Ralph Corderoy said...

Very interesting, thanks.

Some typos: The new t_DEC_NUMBER() definition doesn't have the _-added regexp given previously but the old one. Also, is it wise to allow 42___ as a number?

t_BIN_NUMBER() allows 0b_ in the regexp.

Cheers, Ralph Corderoy.

Andrew Dalke said...

Thanks. I fixed the t_DEC_NUMBER definition and updated the online version of the tutorial.

I thought about the "_" problem and decided to leave it the way it is. The point was to show how to tweak the lexer, and I think I gave enough warnings that there are things like this to worry about.

I'm taking the idea from Perl. Trying it out now I see it allows things like:

$a = 1_2_3_4;
$b = 5__6;
$c = 0b__;
print "a=$a and b=$b and c=$c\n";

a=1234 and b=56 and c=0

which matches what I did. Though I didn't plan it that way.

Jay Camp said...

Andrew,

Would it be possible to use this as a way to maintain backwards compatibility of 2.5 code with 3.0?

Seems like it wouldn't be too hard syntax-wise. I guess the big thing would be wrapping API's that have changed. Would it be possible to have two implementations of dict, for instance? (Well, I guess there'd likely be one implementation, the 3.0 one, with a wrapper for the 2.5 interface.) Any thoughts? Thanks!

Ralph Corderoy said...

Hi Andrew, I think you're right to leave the "_" problem as it is since, as you say, the code is pedagogical.

However, unlike Perl which gives int(0) for 0b_, t_BIN_NUMBER() attempts int('', 2) which gives an exception so the code doesn't match Perl (which some may say is a good thing).

Cheers, Ralph Corderoy.

Andrew Dalke said...

Okay, I fixed t_BIN_NUMBER so it raises a syntax error for cases like "0b_". Thanks again for pointing that out, Ralph.

Jay? Python 3 will come with a 2to3 converter which does syntax-level transformation of Python 2 code to Python 3. I think that's the tool you're thinking of.

There are limitations in the conversion. One thought I've had is to modify the AST and add run-time checks to either support Python 2 idioms under Python 3 (eg, dict.keys() becomes a set view rather than a list) or to generate warnings in Python 2 that code will break in Python 3.

Anonymous said...

Andrew,

I'm using python4ply and I'm very happy with it. Thank you for this great work.

Unfortunately, I just discovered that new Python 2.6 deprecates module compiler and that Python 3.0 will not have it anymore.

Do you intend to modify python4ply so that it does not rely on compiler and compiler.ast anymore?

Cheers,
Franck

Andrew Dalke said...

Thanks for using it, and for your compliment.

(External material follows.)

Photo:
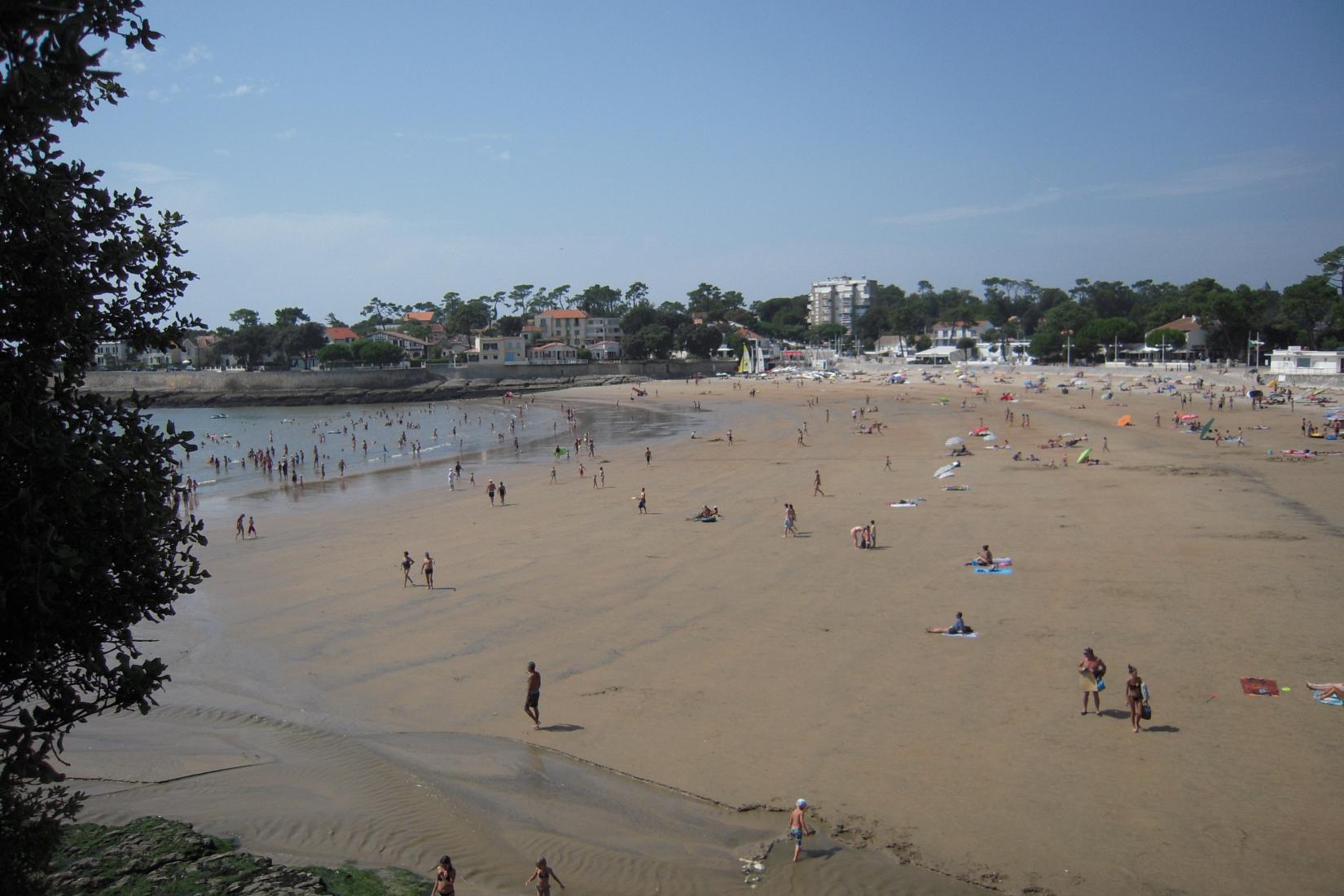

I learned about the compiler module deprecation when I was developing python4ply. The compiler module is cumbersome to use, and I considered supporting the ast module (which was available even before 2.5 as the undocumented _ast module) but there were a few features missing.

The undocumented _ast module was read-only, so there was no way to generate byte code. The 2.6 ast module lets you build an AST and emit byte code, so it's a good replacement. But there's still an advantage to using the compiler module - it let me do my monkeypatch to allow expression assignment.

I've considered pushing for an unused op-code like that, designed for people developing PVM-based languages. But I'm not involved enough to do that and there's really very little justification for such a change.

This is a project I did in my free time, and it's a surprising amount of work, especially if you include the GardenSnake and LOLPython languages which were sort of practice versions. So no, I can't say I'm going to do anything with it.

Feel free to modify the code to support the AST module!

Unknown said...

python4ply parses "\n" as Module('\n', Stmt([])) whereas it should be Module(None, Stmt([Discard(Const('\\n'))]))

Unknown said...

Sorry, I was wrong. But this behavior is unintuitive.

Unknown said...

'\n' really should be '\\n'. Otherwise generated and source texts are not identical. Same about "\"" etc.